As receitas dos florais foram inventadas ou eles realmente funcionam do jeito descrito no livro?
Ruth Barros - As receitas foram inventadas mas as propriedades em geral são verídicas, o Marcão fez mestrado na USP sobre o assunto e é autor de um best-seller das irmãs Paulinas, as Plantas da Saúde. Por causa desse lado botânico Josephine foi imaginada como descendente dos tupinambás, para explicar o conhecimento das plantas, que precisariam existir na nossa realidade para que as pessoas pudessem fazer os florais se quisessem testá-los.

Como surgiu a idéia de escrever um romance ambientado no tempo de Sade, Robespierre, Napoleão, Laclos e Casanova? Há um objetivo por trás disso? Vocês têm especial interesse por esse período?

Ruth Barros - A gente gosta de história, como deu pra notar e a figura mestra é o Sade, daí usarmos como atores os personagens que existiam na época. Da mesma forma que usamos o Sadismo como eixo desse primeiro romance, estamos usando o Canibalismo para o segundo que estamos escrevendo e que se passa no Brasil, ela vem para cá no final do livro. E ainda há o final da trilogia, mas esse por enquanto é segredo absoluto, embora já saibamos a grosso modo o que será.


Também é incomum um romance ser escrito a seis mãos. Por que três autores? Como vocês dividiram o trabalho? Quanto tempo levou para o livro ficar pronto?

Ruth Barro - Começou porque o Marcão era meu colega de jornal – ele é editor-assistente e eu era repórter especial - e me propôs ajudá-lo num livro sobre Sade, de quem a gente gostava embora conhecesse quase nada, como a maioria das pessoas. A Helô era super minha amiga e a gente queria fazer uma empresa de produção de textos, pois não tínhamos mais saco de emprego nesse mercado nosso jornalístico cada dia pior. Eu, além de tudo, tinha me separado e tinha aquela medonha dificuldade de conciliar filho pequeno com plantões de fim-de-semana.

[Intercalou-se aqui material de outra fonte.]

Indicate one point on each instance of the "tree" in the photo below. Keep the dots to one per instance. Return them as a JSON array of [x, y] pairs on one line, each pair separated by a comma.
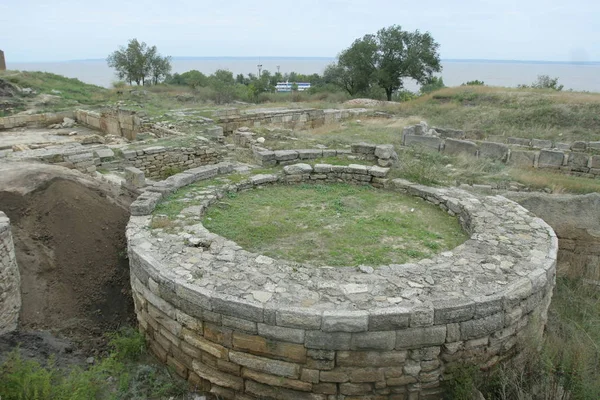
[[545, 82], [385, 59], [432, 84], [138, 62]]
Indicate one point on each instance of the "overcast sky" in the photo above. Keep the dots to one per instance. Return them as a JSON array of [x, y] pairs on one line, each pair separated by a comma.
[[55, 30]]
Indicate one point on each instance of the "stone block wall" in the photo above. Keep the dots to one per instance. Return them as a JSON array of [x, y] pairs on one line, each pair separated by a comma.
[[294, 119], [34, 119], [571, 162], [384, 154], [158, 160], [226, 332], [116, 122], [10, 281]]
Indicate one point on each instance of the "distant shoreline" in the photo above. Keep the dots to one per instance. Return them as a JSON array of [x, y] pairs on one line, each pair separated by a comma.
[[213, 58]]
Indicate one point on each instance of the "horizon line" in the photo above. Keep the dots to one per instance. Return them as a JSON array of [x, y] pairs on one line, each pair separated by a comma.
[[191, 58]]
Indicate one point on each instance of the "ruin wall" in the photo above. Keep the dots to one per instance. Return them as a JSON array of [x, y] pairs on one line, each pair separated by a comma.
[[159, 161], [390, 332]]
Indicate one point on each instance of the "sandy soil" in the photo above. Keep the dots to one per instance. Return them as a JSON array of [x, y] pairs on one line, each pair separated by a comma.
[[71, 251]]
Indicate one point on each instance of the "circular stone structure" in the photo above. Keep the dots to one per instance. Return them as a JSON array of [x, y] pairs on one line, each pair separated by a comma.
[[246, 326]]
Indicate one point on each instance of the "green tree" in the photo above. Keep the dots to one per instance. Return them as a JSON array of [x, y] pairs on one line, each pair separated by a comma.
[[138, 62], [223, 83], [194, 78], [432, 84], [385, 59]]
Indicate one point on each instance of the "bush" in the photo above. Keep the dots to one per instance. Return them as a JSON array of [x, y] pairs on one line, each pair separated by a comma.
[[543, 82], [474, 83], [435, 83]]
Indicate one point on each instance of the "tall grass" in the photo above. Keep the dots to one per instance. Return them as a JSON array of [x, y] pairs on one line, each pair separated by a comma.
[[118, 376]]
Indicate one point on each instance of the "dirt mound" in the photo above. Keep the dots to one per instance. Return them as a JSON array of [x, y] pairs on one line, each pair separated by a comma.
[[71, 251]]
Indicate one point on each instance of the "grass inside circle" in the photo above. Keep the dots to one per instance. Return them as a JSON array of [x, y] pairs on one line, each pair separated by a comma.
[[334, 224]]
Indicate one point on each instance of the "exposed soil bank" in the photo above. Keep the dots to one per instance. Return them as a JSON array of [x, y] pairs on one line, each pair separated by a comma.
[[71, 251]]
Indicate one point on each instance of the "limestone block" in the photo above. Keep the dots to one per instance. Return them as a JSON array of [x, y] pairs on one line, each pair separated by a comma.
[[267, 365], [282, 333], [418, 337], [357, 169], [428, 142], [218, 377], [477, 328], [104, 154], [579, 146], [297, 169], [449, 133], [594, 145], [154, 150], [340, 321], [134, 177], [263, 178], [386, 152], [550, 159], [378, 171], [308, 154], [389, 319], [494, 151], [328, 340], [522, 158], [363, 148], [578, 161], [454, 146], [541, 143], [373, 340], [129, 154], [322, 168], [286, 155], [214, 131]]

Escrevíamos juntos 3, 4 vezes por semana, às vezes criávamos pequenas cenas em separado que depois emendávamos no textão e assim ia. Foram mais de dois anos escrevendo, mas a Helô participou apenas dos quatro primeiros meses. Ela havia se afastado há algumas semanas para resolver algumas questões familiares e acabou morrendo antes de voltar.


Vocês se propuseram o desafio de escrever com a linguagem da época? Qual a dificuldade disso?

Ruth Barros - É dureza. Apesar de termos uma razoável cultura, somos muito metidos a modernos, penamos um pouco. Aproveitamos então para tentar um linguajar de época com conceitos bem contemporâneos, como por exemplo, as Belas da Tarde, que é um troço bem moderno em administração, otimização de um espaço que já existe e fica ocioso em certos períodos, porque não utilizá-lo para gerar novos lucros, no caso abrir o bordel depois do almoço? Da mesma forma o Choque e Pavor, que Bush usou contra o Iraque, não passa de estratégia de Napoleão, general da artilharia, que bombardeava as linhas inimigas antes de atacar semeando pavor com o barulho, a fumaça, as bombas e os estilhaços. E a questão de lavagem de dinheiro, que usamos muito, não precisa nem de explicar, está na ordem do dia.

Um comentário:

Anônimo disse...

Pôxa vida, fiquei com vontade de ler "Ös florais..." Aguçou meus instintos... literários...claro! A propósito, feliz natal prá você e todos os seus queridos também Altino, com espírito da coisa e tudo o mais. E vida longa prá você e seu blog de notícias amazônicas, que é muito bom.